Giro in rosa sul Mortirolo  «Una vetrina per la Valle»
La presentazione del Giro ieri alla Colnago

Giro in rosa sul Mortirolo

«Una vetrina per la Valle»

Il 6 luglio la scalata nella tappa da Grosio a Tirano. «Montagna mito del ciclismo, offre visibilità al mandamento».

Rivive ancora una volta il mito del Mortirolo, montagna simbolo del ciclismo di tutti i tempi, grazie al Giro d’Italia femminile, presentato proprio ieri. In programma dal 1 al 10 luglio, la corsa a tappe ripropone anche per la sua ventisettesima edizione un tour in Valtellina e in particolare nel mandamento di Tirano.

Il prossimo 6 luglio la tappa Grosio-Tirano, con la scalata al mitico Mortirolo, sarà il momento più importante dell’evento. Alla presentazione, alla ditta Colnago di Cambiago, in provincia di Milano, erano presenti campioni come Paolo Savoldelli e Claudio Chiappucci, oltre a giornalisti e tv di tutto il mondo, il patron Ernesto Colnago, che ha deciso di collaborare attivamente all’evento, il direttore generale della corsa Giuseppe Rivolta, l’assessore allo Sport di Regione Lombardia Antonio Rossi e, per la Valtellina, l’assessore allo Sport della Comunità Montana di Tirano Alan Delle Coste.

«Il Mortirolo - ha detto Delle Coste - è ormai una montagna mito del ciclismo mondiale e il fatto che venga nuovamente esaltato da una competizione di questo livello non può essere che motivo di soddisfazione per tutti.

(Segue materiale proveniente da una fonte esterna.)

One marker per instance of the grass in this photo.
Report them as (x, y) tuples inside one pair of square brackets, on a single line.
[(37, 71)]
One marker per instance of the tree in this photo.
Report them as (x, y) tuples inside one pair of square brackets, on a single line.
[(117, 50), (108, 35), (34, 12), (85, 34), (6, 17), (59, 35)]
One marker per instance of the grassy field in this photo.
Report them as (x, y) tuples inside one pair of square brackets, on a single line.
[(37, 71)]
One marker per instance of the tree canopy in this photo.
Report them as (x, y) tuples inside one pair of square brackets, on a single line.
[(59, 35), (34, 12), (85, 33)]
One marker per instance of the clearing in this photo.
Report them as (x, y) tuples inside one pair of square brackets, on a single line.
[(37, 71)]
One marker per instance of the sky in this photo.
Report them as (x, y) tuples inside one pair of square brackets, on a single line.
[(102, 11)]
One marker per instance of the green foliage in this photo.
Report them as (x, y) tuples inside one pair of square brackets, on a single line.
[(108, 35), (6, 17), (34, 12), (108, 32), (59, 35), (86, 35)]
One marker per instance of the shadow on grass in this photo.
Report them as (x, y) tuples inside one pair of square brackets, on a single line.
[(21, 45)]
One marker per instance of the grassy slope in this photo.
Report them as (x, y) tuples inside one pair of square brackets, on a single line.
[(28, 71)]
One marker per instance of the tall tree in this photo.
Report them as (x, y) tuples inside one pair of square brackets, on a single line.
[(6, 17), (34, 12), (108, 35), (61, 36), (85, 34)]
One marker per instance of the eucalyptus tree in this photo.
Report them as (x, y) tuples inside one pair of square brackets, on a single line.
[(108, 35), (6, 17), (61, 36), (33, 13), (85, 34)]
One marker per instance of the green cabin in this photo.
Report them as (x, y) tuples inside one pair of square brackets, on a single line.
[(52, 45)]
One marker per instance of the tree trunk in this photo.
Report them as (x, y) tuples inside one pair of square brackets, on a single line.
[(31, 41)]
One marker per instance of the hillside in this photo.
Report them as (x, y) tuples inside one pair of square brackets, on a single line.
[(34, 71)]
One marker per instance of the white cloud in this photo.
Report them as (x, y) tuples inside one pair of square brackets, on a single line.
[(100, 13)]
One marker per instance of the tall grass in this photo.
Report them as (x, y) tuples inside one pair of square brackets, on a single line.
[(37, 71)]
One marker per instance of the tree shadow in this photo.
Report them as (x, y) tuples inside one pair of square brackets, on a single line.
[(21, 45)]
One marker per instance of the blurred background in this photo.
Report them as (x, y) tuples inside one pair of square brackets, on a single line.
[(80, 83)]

Siamo contenti che il Giro Rosa torni in Valtellina e soprattutto nel nostro mandamento e avremo ancora una volta l’occasione di far vedere al mondo quanto di bello c’è sul territorio».

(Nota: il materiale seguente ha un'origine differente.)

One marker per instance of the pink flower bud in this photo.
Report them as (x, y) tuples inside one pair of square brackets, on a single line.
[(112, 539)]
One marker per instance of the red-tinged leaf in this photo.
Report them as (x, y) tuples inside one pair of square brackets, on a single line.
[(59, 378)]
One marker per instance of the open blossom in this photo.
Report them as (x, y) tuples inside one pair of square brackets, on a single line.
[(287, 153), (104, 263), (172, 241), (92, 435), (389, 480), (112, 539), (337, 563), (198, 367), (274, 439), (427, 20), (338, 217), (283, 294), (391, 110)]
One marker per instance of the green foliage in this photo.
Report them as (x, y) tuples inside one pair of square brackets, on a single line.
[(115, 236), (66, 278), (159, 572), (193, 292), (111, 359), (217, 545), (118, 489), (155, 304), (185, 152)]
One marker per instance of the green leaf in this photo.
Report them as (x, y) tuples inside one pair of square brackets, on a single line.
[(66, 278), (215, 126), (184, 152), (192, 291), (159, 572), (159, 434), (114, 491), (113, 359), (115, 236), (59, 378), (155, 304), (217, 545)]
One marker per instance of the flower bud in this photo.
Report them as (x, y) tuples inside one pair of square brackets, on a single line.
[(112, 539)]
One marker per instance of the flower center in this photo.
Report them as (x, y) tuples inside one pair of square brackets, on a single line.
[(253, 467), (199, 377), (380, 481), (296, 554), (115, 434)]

Rossi ha sottolineato come «le cicliste dovranno darsi molto da fare per scalare la Cima Coppi di questa tappa che sarà veramente la più dura e significativa dell’intera competizione. Il Mortirolo fin dal 1990 non ha bisogno di presentazioni di nessun genere, è diventato la montagna mito del ciclismo».